The formal principles (form) of action are either hypothetical or categorical imperatives, where a hypothetical imperative is instrumental in achieving a useful end, a categorical imperative formalizes the sense of duty which we intend/legislate as a reasonable principle (matter) of our action to serve as if ( Play) a universal law of reason. Kant's moral philosophy as in art also universalizes the particular. He based the motivation for our actions in our sense of duty ( as the product of the absolute freedom of our will which must be assumed for morality to exist) in which reason also must be disinterested in its moral pursuit.

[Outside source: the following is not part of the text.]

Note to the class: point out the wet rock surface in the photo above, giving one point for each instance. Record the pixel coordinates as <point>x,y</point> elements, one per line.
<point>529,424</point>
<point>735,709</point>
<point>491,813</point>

I think trying to frame it in terms of how is better just because I agree that it is very hard to be clear on what is involved. But I think it's a little easier to say how -- like the elements and principles of visual art. They don't really specify what art is, they're just general guidelines for how to think about art in order to make art. And true mastery of an art often involves the intentional breaking of those guidelines. But that only comes with thousands of hours of practice.
So maybe the conditions I listed are a bit too clinical -- as seen from the outside, based upon examples of practical reasoning, rather than ways of thinking through a practical problem.
While I think that Kant is closer to Hume than traditional readings tend to render him, I will say that he doesn't allow for many motivations inside of his account of practical reason. He also is primarily interested in practical reason in its moral sense, and I don't think that's quite right. Insofar as we are deliberating about action then I'd say that practical reason is being applied or appealed to. But a lot of our actions are not strictly moral, especially in a deontological sense. Plus it seems to me that we can be motivated by more than respect even within moral deliberation, and especially in ethical deliberation.
Disinterest, as I see it, would apply in cases where advice is being given by some trusted person. So a priest, a counselor, a friend, a mentor, or something along those lines.
But then we can also use reason to our own benefit. While there is something good to be said about not being caught up by certain passions, we are passionate beings. And reasoning about our own well-being is anything but disinterested, even in the specific Kantian sense.
There is something important learned in thinking through a character or role -- you have to develop motivations which may not be your own, you have to think from the perspective of a total other while being able to relate to that other just enough to make it come to life, and you have to do more than just think through said relation -- you have to embody this other person, and in a sense -- if only temporarily and within the confines of an art -- become them. By playing tragic roles, comedic roles, and things in-between (even two dimensional roles, at times) you get a feel for the human being in practice without the total effects on your actual life.
While there is more to consider in play acting than just these considerations (such as making an entertaining play, or standing in a way that you can be seen), there is something about others that comes to light in taking on them as if they were yourself, and not just in fantasy but in a way that it is at least believable in a play acting setting.
I also don't want to overemphasize the art in terms of practical reason. We can get lost in fantasy. But such is also the case even when dealing with real problems in our life. I think acting just helps in being able to step outside yourself, just a little bit, and even come to understand yourself a little better as you make comparisons, distinctions, and relations to something that is not ourself.
I like that. To some degree (perhaps a significant degree) emotions do tell us what matters to us. And of course what matters to us contributes to deciding which issues get our attention.